As I reached over to turn my lamp off, I noticed the dried acrylic paint that stained my hands. Exhausted, I resigned to the fact that I would just have to wash sheets in the morning. I didn’t even have the energy to get under the comforter before I fell asleep.
It felt like only seconds had gone by before Mady was opening mt bedroom door, telling me to get up.
“It’s almost nine forty-five,” she said. “We need to leave in fifteen minutes.”
I sat up quickly, my hair falling in my face.
“Oh shit.” I groaned, seeing the mid-morning rays of sun coming through the window. I threw my legs over the side of the bed and stood up.
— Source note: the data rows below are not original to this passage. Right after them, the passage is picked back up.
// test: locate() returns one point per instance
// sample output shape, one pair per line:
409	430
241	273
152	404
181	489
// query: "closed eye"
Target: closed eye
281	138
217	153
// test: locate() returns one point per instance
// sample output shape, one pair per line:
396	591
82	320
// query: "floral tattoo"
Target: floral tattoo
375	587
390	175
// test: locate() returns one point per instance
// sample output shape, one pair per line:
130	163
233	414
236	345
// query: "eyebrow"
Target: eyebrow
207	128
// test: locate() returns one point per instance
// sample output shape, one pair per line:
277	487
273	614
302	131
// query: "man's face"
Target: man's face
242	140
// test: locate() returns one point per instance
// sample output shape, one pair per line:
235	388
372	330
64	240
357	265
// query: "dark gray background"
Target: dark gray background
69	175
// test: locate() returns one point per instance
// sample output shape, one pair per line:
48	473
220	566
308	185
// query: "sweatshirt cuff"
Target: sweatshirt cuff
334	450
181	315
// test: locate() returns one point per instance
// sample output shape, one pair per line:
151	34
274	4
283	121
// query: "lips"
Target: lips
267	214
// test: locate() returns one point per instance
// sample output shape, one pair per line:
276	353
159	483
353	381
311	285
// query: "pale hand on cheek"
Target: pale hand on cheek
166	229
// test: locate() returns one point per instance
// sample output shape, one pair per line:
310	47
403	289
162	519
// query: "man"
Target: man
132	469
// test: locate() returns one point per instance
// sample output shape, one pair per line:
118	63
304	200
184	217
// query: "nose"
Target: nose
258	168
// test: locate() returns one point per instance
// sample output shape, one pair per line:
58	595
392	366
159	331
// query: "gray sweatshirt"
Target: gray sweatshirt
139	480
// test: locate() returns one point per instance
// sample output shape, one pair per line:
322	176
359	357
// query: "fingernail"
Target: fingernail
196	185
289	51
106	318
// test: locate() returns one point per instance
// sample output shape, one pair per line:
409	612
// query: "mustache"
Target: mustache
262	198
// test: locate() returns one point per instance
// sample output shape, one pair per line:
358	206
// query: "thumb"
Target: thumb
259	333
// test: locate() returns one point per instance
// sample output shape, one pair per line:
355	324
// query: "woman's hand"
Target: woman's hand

She disappeared down the hallway as I quickly made my way over to my closet and pulled my duffle bag from the top shelf in a drowsy daze.
I haphazardly pulled clothes from their hangers and shoved them into the bag before also taking a handful of underwear out of my drawer and stuffing those into the bag as well.
I barely had enough time to brush my hair, pull it back into a ponytail and change out of my pajamas before Mady was yelling that it was time to go.
“Just a second!” I yelled back, putting on my shoes.
I grabbed my phone from off the bed, sighing as I realized I had forgotten to charge it overnight. I threw it into my purse along with the charger, my sketchbook and a pencil bag.
Taking one last look around the room to make sure I hadn’t forgotten anything, it occurred to me that I hadn’t washed sheets that morning like I’d planned.
I shrugged before turning to run down the hallway.
“Your shirt’s on backwards,” Mady told me as she watched me walk towards the front door.
I looked down to see that she was right and I pulled my arms back through the sleeves to turn it around.
“Did you pack a toothbrush?” she asked.
“Yes, mother.”
“Toothpaste?”
I stopped short and Mady laughed as she followed me out of our shared townhouse.
“I packed some,” she told me, locking the front door behind us. I sighed, thankful that at least one of us had turned out to be a responsible adult.
It was a quick, five-minute drive from our townhouse to the neighborhood where our parents lived. Mady’s mom and dad lived across the street from mine, as they had our whole lives.
I could still vividly remember being scolded by both mothers because I never looked both ways before crossing the street whenever I went over to play. I also remembered the times during high school that the two of us would meet under the cover of night to sneak off to our friends’ houses.